02Train a superposition model (the "base model")
A slightly bigger version of step 1's ToyModel. We train it briefly at high sparsity so it packs 10 features into 5 hidden dimensions via superposition.
03Collect hidden activations from the base model
Sample a big batch of sparse inputs, push them through the model's encoder, get a (n_samples, 5) tensor of hidden activations. This is what the SAE will be trained on.
04The sparse autoencoder
Two nn.Parameters for encoder and decoder weights plus biases. Forward pass is ReLU encoder → linear decoder, as described above. We tie decoder columns to have unit norm (a small trick that prevents the L1 penalty from being "cheated" by shrinking hidden activations and growing decoder weights).
05Train the SAE
AdamW + cosine schedule. We log reconstruction loss and L0 (the average number of active features per input). Healthy L0 is around the number of features the input is a mixture of - for high-sparsity inputs, that's ~1.

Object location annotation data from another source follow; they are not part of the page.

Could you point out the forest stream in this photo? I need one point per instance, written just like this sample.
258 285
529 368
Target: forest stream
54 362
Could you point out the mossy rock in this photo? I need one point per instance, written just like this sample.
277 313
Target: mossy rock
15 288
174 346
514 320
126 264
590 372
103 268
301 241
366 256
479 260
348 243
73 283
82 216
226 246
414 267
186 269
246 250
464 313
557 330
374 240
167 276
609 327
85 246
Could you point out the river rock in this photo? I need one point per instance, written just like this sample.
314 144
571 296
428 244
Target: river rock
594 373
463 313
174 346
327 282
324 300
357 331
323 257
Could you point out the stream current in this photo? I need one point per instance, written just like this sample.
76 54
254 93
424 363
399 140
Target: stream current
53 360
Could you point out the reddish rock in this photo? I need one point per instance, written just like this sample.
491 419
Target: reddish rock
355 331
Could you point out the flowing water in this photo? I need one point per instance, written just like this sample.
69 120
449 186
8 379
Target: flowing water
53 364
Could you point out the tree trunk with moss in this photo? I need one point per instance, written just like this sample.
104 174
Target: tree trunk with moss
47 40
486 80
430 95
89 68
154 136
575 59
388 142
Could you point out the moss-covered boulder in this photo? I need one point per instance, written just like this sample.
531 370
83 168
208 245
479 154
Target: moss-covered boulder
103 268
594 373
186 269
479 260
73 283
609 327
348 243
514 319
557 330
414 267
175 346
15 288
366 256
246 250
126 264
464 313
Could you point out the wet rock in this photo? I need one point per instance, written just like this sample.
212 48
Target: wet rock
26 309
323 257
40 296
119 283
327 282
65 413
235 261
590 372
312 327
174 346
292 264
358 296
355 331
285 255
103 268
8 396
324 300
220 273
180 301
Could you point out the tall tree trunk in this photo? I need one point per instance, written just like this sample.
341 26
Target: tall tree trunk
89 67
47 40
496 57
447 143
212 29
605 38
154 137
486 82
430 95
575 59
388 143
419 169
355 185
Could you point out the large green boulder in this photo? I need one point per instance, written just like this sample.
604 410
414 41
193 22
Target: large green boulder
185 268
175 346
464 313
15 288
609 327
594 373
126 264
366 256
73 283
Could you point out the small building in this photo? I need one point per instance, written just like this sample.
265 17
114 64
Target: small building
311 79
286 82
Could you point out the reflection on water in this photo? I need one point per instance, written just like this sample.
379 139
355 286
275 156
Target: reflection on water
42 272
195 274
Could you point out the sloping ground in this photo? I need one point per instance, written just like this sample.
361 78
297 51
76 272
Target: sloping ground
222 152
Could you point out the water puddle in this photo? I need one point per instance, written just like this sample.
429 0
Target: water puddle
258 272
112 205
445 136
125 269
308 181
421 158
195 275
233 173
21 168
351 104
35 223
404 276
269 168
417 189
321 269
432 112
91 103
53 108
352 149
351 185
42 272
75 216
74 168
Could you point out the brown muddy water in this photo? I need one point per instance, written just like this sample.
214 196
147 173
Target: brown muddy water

06Compare SAE features to ground-truth features
Compute cosine similarity between every pair of (SAE feature direction, ground-truth feature direction). Plot the 20×10 matrix as a heatmap.
07Visualise the matched feature directions
For each ground-truth feature, find its best-matching SAE feature and plot the two directions side by side. They should look nearly identical.
08Discussion
What we just did, why it matters, and the realities of using SAEs on real LLMs (it's much messier).
How to run it
- Go to colab.research.google.com.
- Upload
sparse_autoencoders.ipynb. - GPU is fine but unnecessary - this whole notebook runs on CPU in a few minutes.
Runtime → Run all.
Where this leaves you
You have now done, by hand, every major move in mech interp through 2026:
- Trained models and read their weights (step 0).
- Discovered superposition in toy models (step 1).
- Reverse-engineered an algorithmic circuit (step 2).
- Found a multi-head circuit in a transformer (step 3).
- Causally verified circuits in a real pre-trained LLM (step 4).
- Automatically recovered features from a trained model (step 5).
That's the toolkit. From here it's about scale, rigour, and applying it to questions that matter.
What you can't yet do, and what to learn next
- Run SAEs at GPT-2-or-bigger scale. The toy SAE here trains in seconds. Real SAEs on real LLMs take hours, are picky about hyperparameters, and need careful evaluation. Tool: SAELens, the standard SAE training library.
- Distinguish "real features" from "SAE artefacts." Two different SAEs trained on the same data find slightly different features. Which decomposition is the right one? Active research question.
- Build full circuit-level explanations from SAE features. Connecting features-as-directions to specific circuits is "feature circuit" research. Anthropic's Circuit Tracing work is the current frontier.
- Read frontier papers. With this background, you can. Start with the Anthropic Transformer Circuits Thread and follow citations.
Further reading
- Towards Monosemanticity - Anthropic 2023. The first big "yes, SAEs really do find interpretable features on a real LM" paper.
- Sparse Autoencoders Find Highly Interpretable Features in Language Models - Cunningham et al. 2023. The academic version.
- Scaling Monosemanticity - Anthropic 2024. SAEs on a production-scale model. Source of the famous "Golden Gate Bridge feature".
- Anthropic Circuits Updates 2024-2025 - short, frequent posts about ongoing interp work. Read these to stay current.
- Neel Nanda's "200 Concrete Open Problems" - pick one and try it.
Where to participate
- AlignmentForum / LessWrong - most public discussion happens here.
- MATS - competitive research fellowship, common pipeline from self-taught to professional interp researcher.
- ARENA - structured curriculum with more advanced exercises if you want to go deeper than these projects.
You're now ~6 months into mech interp by self-study, with a solid foundation. The next step is choosing one of the open problems from the top-level README.md and trying a small experiment of your own. That's how everyone in this field actually got started.